In another study by Barsa et al. (2007) on family QoL in patients with different skin diseases, families reported emotional and caring aspects for the patient as the most important burden. The strong relationship between DLQI and FDLQI is another important finding of the present study. In other words, any action or activity taken to improve the QoL of patients may increase the QoL of the patient's family. On the contrary, factors (e.g., severity of disease) that keep patients’ QoL low can impair family members’ QoL considerably.

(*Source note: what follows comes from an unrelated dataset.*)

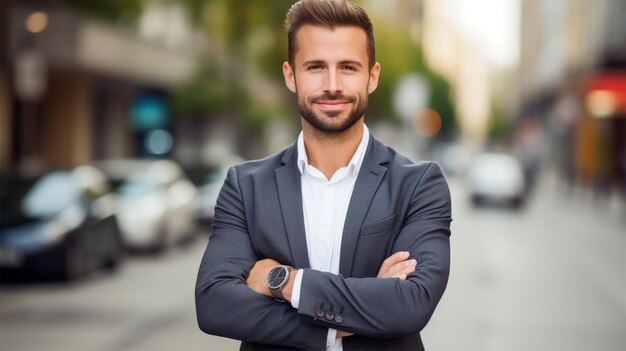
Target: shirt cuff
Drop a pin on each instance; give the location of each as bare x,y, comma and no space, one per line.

In our study, ABSIS was used to calculate disease severity and the DLQI/FDLQI to evaluate the QoL of patients/caregivers. Currently, the Pemphigus Disease Area Index and Autoimmune Bullous Disease QoL may be more acceptable to calculate disease severity and QoL, respectively (Krain et al., 2019). At the time of the study (2015–2016), we were using either ABSIS or the Pemphigus Disease Area Index for research purposes, but because there was a subjective component in ABSIS we used this score in our study. Moreover, the Persian version of Autoimmune Bullous Disease QoL that was published recently (Teimourpour et al., 2020) has not been validated yet.
Conclusion
The QoLs of patients and their families are impaired significantly. The greater the severity of the disease and the clinical type of pemphigus (mucocutaneous vs mucosal) can significantly change a patient's QoL. Among caregivers, being married and of older age may lead to a poorer QoL. In addition, the number of hospitalizations, clinical type of pemphigus (mucocutaneous vs. mucosal), and severity of the pemphigus are disease-related factors that can negatively affect the QoL of caregivers.
Financial disclosures
This study was supported by a grant from the research deputy of Tehran University of Medical Sciences in Tehran, Iran.
Conflicts of Interest
There is no conflict of interest to declare.
Study Approval
The author(s) confirm that any aspect of the work covered in this manuscript that has involved human patients has been conducted with the ethical approval of all relevant bodies.